Online advice is sorely inadequate. 'Get a shared hobby.' (seriously? we have lots, passions actually, hobbies are for lightweights and children) 'Have a date night' (we do, no diff, fun but no close affection ensues from it, sometimes fight because we go out and it's just us staring at each other again). 'Have you really talked about this with her?' (yes, lots, she hates it, never solved anything anyway). 'Have you checked to see if you have intimacy issues?' (um, no, married for a long time, I'm the hugger who misses the connection, etc. so no but yes, still thought about it a lot) 'Have you thought about it spiritually?' (no, and won't because religious traditions are hostile to 'selfish' needs, women, and sex--it's all there in bright lights in the sacred texts and dogmas so no thanks: human connection, women, and sex are beautiful things at the HEART of the life force in my view and ARE the god, not some stern 'ignore the passions and sacrifice, sacrifice, sacrifice' fellow in the heavens somewhere).

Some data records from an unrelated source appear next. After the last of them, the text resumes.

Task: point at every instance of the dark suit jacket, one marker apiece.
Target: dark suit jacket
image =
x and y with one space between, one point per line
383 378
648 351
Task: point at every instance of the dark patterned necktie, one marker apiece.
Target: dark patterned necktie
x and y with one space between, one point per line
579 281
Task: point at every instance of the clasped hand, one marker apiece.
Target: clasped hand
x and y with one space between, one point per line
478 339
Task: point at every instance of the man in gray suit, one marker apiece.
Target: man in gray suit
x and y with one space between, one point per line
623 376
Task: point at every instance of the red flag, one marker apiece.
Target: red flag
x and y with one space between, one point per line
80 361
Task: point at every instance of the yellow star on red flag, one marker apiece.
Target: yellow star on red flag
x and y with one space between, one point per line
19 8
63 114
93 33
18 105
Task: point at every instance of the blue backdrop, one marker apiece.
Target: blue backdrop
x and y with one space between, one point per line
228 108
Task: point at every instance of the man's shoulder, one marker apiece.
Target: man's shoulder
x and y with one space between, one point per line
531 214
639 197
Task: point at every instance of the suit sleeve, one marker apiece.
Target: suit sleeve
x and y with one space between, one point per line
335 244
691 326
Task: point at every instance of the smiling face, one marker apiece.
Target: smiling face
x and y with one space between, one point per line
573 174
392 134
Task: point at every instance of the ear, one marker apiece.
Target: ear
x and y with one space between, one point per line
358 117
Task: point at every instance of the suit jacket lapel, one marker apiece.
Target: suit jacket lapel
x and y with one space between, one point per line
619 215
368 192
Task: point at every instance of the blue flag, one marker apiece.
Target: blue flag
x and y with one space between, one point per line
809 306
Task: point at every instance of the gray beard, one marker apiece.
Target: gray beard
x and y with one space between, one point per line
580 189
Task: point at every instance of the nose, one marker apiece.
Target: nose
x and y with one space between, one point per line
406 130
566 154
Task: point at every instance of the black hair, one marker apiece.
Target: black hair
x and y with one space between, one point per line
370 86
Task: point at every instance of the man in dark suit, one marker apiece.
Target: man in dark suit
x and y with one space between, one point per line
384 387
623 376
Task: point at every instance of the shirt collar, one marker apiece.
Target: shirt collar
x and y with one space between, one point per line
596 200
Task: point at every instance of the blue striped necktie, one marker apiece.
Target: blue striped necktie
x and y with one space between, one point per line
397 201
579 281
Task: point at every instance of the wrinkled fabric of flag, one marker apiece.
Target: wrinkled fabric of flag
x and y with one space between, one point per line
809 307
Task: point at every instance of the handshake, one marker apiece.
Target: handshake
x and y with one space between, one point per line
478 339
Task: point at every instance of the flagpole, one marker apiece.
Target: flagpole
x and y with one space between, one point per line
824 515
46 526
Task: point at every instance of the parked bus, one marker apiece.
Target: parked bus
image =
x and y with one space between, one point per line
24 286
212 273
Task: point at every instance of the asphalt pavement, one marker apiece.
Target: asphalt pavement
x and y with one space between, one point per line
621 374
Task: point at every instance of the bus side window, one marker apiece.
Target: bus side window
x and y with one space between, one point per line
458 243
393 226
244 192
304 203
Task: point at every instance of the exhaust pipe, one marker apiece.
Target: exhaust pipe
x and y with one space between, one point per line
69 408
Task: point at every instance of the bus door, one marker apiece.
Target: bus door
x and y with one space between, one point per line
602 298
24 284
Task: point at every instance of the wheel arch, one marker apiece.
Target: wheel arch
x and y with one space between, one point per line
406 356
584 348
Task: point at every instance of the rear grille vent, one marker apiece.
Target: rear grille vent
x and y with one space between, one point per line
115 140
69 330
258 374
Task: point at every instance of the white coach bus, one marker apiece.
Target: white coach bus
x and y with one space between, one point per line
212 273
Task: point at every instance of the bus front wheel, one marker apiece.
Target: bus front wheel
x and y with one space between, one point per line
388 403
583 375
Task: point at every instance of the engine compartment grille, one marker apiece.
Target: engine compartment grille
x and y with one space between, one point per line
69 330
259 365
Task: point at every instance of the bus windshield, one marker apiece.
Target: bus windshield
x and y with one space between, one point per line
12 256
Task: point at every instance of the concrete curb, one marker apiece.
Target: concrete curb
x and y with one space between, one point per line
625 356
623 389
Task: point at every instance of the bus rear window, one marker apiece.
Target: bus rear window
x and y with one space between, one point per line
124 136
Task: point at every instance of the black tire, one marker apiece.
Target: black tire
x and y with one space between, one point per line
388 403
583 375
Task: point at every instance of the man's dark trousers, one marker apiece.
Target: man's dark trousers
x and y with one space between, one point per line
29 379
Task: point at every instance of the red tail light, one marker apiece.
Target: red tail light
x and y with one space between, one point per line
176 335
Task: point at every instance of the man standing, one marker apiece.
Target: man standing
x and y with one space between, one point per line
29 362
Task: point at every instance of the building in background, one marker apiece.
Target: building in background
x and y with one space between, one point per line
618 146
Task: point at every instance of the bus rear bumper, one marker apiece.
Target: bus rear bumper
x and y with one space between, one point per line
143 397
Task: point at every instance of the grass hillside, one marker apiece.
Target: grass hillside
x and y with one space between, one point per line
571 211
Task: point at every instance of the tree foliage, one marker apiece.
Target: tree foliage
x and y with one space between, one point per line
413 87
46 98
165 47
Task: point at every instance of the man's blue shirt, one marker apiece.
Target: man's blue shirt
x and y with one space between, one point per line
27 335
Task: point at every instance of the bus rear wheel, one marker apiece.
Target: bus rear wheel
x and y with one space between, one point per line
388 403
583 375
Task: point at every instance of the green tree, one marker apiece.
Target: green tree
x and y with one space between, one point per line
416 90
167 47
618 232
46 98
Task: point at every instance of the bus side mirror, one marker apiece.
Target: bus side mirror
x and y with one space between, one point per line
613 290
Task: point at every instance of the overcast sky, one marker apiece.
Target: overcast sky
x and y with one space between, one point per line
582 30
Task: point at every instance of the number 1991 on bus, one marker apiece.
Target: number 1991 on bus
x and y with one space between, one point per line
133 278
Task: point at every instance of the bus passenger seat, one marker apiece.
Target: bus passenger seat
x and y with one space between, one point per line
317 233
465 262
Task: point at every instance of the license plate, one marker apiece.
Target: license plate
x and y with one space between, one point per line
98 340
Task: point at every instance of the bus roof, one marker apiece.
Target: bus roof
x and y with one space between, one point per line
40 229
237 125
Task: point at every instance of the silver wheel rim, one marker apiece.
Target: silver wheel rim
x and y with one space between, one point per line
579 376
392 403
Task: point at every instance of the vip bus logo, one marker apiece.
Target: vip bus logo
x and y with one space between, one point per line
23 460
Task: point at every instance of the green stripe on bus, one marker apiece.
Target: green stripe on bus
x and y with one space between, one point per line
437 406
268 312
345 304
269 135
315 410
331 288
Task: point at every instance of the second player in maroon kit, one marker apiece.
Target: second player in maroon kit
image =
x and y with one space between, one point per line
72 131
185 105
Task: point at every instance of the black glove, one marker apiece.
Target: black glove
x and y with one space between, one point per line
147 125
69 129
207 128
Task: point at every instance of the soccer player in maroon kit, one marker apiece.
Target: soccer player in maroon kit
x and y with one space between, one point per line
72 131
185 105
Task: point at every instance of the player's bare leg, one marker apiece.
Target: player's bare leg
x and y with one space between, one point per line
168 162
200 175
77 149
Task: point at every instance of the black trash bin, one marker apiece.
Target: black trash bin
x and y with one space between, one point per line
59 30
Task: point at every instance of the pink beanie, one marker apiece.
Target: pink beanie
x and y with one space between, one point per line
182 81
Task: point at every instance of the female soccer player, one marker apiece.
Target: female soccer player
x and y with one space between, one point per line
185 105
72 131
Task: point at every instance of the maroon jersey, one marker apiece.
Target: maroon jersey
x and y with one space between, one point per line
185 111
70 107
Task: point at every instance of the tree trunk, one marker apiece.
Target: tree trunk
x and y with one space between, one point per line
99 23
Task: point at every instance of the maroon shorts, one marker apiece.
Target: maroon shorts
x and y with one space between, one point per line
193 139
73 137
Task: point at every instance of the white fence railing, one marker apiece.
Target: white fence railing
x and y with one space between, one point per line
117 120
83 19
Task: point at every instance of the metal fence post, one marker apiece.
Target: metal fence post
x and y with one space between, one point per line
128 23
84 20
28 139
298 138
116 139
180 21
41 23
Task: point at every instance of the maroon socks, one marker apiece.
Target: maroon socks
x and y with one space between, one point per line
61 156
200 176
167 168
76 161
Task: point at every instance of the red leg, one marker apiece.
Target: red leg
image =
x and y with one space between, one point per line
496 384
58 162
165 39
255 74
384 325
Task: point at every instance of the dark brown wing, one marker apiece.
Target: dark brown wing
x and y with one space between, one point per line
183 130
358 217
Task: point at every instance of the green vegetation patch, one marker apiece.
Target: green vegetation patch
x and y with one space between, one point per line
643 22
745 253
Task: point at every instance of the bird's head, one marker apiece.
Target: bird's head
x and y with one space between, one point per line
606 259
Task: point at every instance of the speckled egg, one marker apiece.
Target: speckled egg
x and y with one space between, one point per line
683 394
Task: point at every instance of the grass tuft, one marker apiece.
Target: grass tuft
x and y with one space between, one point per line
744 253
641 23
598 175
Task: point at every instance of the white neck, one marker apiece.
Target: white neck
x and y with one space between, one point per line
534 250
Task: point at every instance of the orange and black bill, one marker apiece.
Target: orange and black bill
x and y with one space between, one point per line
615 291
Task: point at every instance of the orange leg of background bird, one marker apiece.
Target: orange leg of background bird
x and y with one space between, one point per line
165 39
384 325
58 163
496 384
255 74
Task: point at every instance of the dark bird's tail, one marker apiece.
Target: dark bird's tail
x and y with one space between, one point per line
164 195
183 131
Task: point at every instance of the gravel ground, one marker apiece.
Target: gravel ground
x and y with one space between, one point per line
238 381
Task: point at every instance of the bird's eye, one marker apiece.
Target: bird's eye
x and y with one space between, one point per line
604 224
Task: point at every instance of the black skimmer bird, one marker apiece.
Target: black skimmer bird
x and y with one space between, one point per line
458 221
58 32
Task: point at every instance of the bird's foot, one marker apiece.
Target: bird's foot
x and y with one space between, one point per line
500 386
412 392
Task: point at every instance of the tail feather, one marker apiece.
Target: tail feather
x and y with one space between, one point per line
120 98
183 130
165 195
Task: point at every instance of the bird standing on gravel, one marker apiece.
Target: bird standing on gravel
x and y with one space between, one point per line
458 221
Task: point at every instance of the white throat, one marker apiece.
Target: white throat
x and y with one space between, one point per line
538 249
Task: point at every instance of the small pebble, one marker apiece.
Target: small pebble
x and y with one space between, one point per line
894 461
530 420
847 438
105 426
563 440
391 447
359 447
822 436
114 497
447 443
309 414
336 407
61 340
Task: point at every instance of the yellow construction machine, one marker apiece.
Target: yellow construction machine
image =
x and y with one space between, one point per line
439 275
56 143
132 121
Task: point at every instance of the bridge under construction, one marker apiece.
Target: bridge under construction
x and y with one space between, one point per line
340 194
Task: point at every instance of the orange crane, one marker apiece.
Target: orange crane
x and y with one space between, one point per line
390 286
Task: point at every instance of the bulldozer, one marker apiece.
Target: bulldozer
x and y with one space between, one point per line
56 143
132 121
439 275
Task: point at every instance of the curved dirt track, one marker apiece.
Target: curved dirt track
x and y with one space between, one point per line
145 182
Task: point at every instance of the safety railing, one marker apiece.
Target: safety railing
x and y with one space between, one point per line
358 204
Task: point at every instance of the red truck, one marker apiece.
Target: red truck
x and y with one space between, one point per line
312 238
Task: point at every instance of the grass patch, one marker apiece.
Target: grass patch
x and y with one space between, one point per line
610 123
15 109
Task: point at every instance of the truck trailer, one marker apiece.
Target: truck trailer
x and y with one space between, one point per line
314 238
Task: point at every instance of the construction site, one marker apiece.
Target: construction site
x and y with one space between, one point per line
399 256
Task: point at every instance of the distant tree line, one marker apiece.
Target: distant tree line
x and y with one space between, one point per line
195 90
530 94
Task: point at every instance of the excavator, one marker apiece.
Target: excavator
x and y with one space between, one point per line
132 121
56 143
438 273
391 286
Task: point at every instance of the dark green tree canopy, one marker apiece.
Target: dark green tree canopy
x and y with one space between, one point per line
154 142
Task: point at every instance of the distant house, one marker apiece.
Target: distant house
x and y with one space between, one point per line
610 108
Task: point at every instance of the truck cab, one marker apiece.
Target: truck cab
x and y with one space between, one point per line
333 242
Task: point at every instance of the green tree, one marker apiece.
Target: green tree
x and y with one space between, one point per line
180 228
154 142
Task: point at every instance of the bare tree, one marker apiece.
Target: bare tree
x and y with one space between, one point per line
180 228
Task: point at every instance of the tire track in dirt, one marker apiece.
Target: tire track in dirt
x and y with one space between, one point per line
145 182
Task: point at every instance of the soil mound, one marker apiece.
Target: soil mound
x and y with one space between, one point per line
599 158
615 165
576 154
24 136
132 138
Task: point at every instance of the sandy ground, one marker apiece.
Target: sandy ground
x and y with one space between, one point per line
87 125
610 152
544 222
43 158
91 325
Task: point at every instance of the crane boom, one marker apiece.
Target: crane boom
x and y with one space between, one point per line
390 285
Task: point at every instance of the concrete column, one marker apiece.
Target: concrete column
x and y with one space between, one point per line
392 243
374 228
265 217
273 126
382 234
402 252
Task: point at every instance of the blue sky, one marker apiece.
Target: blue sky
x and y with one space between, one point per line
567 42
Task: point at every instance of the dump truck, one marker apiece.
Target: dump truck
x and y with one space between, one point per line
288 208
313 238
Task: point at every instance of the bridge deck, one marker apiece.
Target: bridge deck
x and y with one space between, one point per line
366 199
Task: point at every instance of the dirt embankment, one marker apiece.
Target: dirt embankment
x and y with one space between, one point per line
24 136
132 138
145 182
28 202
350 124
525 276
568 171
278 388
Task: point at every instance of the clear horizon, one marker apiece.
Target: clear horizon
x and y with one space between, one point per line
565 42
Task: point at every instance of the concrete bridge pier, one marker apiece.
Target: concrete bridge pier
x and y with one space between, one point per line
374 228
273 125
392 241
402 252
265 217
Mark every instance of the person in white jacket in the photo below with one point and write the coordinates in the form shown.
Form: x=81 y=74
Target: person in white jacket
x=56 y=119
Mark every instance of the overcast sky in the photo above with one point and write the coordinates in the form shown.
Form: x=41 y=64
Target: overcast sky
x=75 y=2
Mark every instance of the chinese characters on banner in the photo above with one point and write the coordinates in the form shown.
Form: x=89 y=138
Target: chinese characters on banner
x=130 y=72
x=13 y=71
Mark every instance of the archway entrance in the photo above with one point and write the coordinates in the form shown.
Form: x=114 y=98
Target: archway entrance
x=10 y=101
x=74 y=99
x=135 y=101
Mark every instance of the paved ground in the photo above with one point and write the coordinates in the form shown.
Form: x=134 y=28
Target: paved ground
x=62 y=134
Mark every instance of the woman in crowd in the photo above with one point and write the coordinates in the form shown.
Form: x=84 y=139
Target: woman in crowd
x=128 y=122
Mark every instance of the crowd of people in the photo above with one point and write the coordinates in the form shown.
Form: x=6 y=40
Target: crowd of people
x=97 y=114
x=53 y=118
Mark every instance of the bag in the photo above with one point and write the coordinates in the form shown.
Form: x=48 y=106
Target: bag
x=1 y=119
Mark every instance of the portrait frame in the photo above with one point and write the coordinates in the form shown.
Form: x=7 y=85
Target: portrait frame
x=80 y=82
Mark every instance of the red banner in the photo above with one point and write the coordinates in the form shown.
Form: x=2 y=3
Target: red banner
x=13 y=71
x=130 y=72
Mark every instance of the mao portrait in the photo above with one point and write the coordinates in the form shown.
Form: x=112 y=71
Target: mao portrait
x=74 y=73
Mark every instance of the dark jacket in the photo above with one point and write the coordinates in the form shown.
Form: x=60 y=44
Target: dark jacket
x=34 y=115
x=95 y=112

So sadness and a lack of interest or energy is my life these days. Don't care to get out of bed really if a sense of connection to a woman is gone. Makes the other stuff in my life mere consolation prizes. Anybody in a marriage out there have a comeback story? Or do I need to start worrying about the sad faces I sometimes see on long married faces? Is this what finally happens but eventually it stops mattering because age and health issues become more serious problems?